We've had a few inventors from Webb City and some wonderful artists who still reside in Webb City. There are musicians, actors, singers, and businessmen who have made a name for themselves and still call Webb City their hometown.

And as Webb City continues to grow, there are many who have made their fame and fortune elsewhere, but who have decided to settle in Webb City and call it home. It doesn't matter if you were born here or were a transplant, Webb City is proud to have such wonderful citizens.


***Additional information on Ernest Jesse Palmer He once maintained a herbarium in Webb City that contained 20,000 species. He published a book of poetry in 1958 when he was 83 years of age.

The Webbs

John Cornwall Webb

"Webb began in log cabin"



Published May 17, 1991
Those of us who have lived in the city most of our lives, find it hard to imagine what it must have been like for John C. Webb and his wife, Ruth, to come to this area in 1856 and only see land as far as the eye could see. It must have been a beautiful sight, because Webb decided that this was where he wanted to raise his family.

Webb's first project after obtaining the land was to build a log cabin for shelter. Cabins in those days were made from unhewn logs, usually from the trees that were cut down on the land to allow for the planting. The roof was made from clapboards, held in place by heavy boards. Clapboards were thin narrow boards with one end thicker than the other. Nails were used only when absolutely necessary. Nails were made by hand and were too expensive to use if you had other means to serve the purpose.

Stone wasn't readily available; so most chimneys were made of mud and sticks. But, Webb was able to uncover enough stones on his land to eventually replace his chimney.

It was many years before glass windows were added to cabins. Transporting glass was tricky business. Glass could be obtained in St. Louis, but that was an eight-week trip by horseback and even longer by wagon. It wasn't a very gentle ride either.

As more and more families moved into the area, cabins became fancier. You know, even in those days, everyone was concerned about "keeping up with the Jones." One marked sign of "aristocracy" was whether your cabin had a dirt or wooden floor.

This area was the perfect place to live. There was plenty of prairie land for the farmer and timbered land for the hunter. Wild game included deer, turkey, squirrel, rabbits, and small birds, not to mention lots of rivers for fishing and traveling.
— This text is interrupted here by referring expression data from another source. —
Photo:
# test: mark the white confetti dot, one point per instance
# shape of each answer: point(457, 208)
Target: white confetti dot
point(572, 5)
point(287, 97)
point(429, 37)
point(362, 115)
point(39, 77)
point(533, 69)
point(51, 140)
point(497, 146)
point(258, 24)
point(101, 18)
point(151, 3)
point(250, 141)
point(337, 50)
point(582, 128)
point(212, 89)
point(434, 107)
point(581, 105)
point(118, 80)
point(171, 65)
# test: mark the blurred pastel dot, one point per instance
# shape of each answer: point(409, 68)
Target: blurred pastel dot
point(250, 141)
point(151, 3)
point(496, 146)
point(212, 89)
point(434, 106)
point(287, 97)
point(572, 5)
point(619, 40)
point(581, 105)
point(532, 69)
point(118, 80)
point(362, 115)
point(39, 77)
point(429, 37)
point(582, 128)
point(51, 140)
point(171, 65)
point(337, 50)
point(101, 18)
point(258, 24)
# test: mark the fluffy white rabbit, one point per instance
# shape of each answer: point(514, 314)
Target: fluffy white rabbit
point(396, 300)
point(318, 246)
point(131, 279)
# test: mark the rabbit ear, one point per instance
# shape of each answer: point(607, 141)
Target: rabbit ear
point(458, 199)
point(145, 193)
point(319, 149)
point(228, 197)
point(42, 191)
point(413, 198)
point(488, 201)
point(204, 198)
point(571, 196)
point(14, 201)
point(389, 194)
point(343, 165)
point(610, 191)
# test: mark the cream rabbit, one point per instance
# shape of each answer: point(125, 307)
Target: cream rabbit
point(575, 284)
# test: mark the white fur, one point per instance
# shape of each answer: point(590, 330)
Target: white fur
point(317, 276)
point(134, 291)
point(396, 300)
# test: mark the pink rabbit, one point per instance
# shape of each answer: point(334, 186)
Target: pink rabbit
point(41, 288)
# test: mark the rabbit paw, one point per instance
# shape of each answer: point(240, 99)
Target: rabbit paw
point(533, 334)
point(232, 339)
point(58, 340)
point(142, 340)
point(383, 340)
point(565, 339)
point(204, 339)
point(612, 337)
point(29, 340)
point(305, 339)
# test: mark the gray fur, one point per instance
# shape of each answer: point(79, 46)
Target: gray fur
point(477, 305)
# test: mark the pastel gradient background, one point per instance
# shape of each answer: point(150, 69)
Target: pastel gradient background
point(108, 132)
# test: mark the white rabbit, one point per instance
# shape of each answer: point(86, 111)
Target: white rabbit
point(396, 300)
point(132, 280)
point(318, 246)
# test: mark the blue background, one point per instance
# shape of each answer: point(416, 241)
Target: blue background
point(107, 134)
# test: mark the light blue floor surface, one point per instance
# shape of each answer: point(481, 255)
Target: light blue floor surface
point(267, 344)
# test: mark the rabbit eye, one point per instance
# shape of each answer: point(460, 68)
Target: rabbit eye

We owe a lot to those hardy pioneers who were adventurous enough to make that journey into the unknown. And we should be grateful that they had the endurance to withstand many obstacles and determination to make something of the land. So, this week, I give special thanks to all those men and women who left family and security to venture into a new world. They have a special place in our hearts and in our history.